Tuesday, August 09, 2005

In Pod We Trust

Four years or so ago, I got one of the very first generation of Apple iPod MP3 players and fell in love with it immediately. Yeah, it held only a meager 6 GB of songs (my music collection, close to 1,000 CDs and digitized vinyl LPs large, rips to 66.4 GB of MP3 files) and has that annoying gap between songs (making the smooth song segues on Pink Floyd albums not so smooth) but, hey, for playing music in the car (thanks to the tapedeck adapter) or while working out (thanks to external speakers) it beat carrying a ton of tapes around and, for long road trips, it's nice to program a 3+-hour playlist rather than fumble with tapes or CDs).

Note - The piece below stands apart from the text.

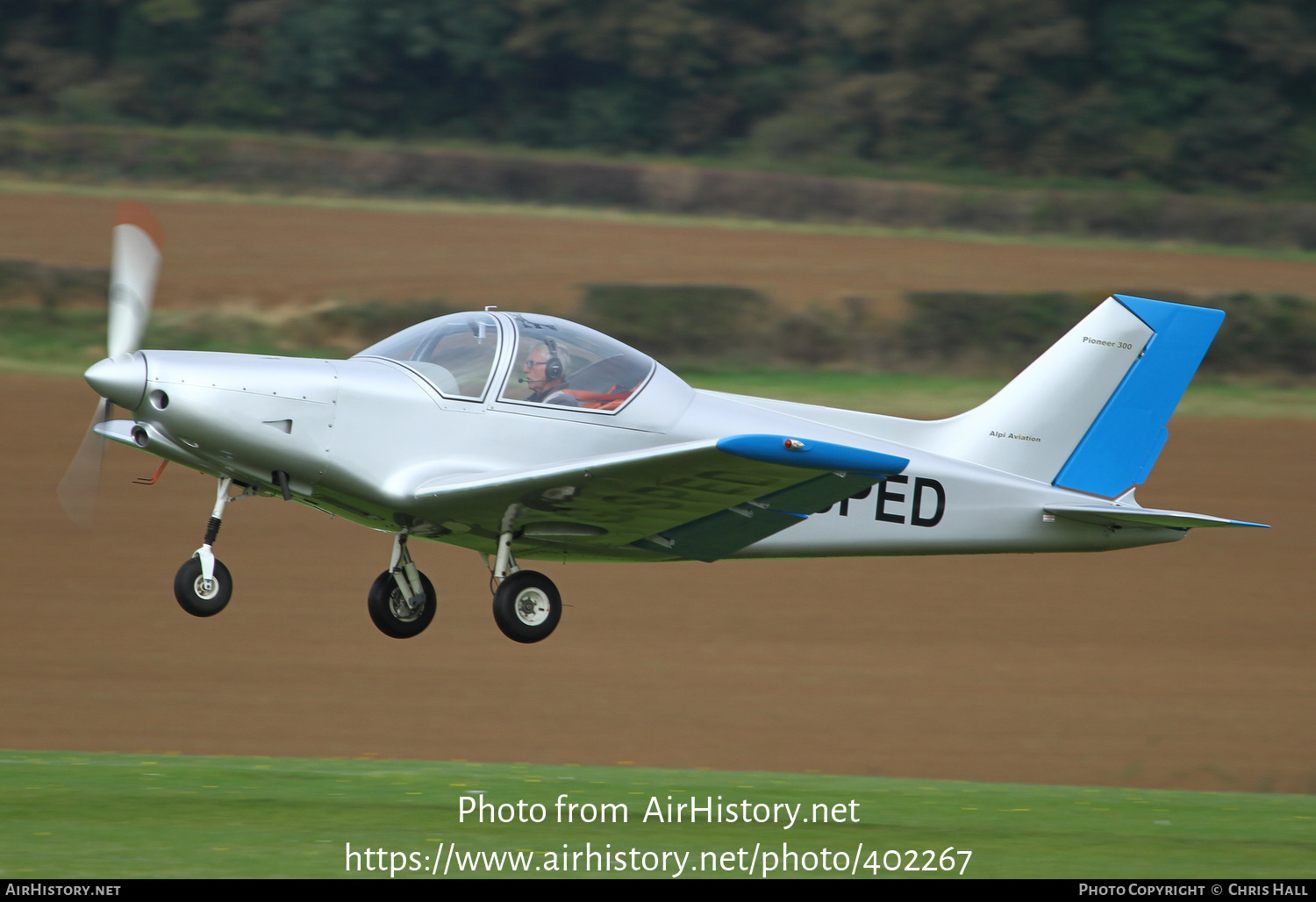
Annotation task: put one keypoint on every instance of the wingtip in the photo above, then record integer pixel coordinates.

So I had no small amount of sadness when it died last week--well, not really died: it just stopped being recognized by the Mac, meaning that nothing new could ever be uploaded to it. Which wouldn't have been too bad if I hadn't just recently cleaned everything off it and was preparing to upload things to it. Doh! Since it was long out of warranty (and Apple didn't even recognize its serial number) it would cost $250 to have it sent in and fixed--not much less than the cost of a new one. So I bought what is now the fourth-generation iPod and at 30 GB is certainly an improvement space-wise. A minor gripe is that they changed the connection interface from FireWire to USB 2.0 which is fast, yes, but it now means I have to find a new cigarette lighter adapter. OK, not a big deal in the grand scheme of things (and when you consider that many people have trouble affording food or clothing, it's such a colossally minor thing to complain about), but it does illustrate a certain irritation factor of modern technology, that changing one thing usually means that many other things will have to be changed, too.

It's also an iPod Photo--meaning you can upload photos to it (well, I can upload photos to it; you, leave it alone). Oh, I don't know. With the tiny screen (fine for displaying song info), I find that scrolling through a photo album is kind of like looking at a stamp collection. If they hope to create video iPods, they're going to have to make the screen mu-u-u-u-uch bigger.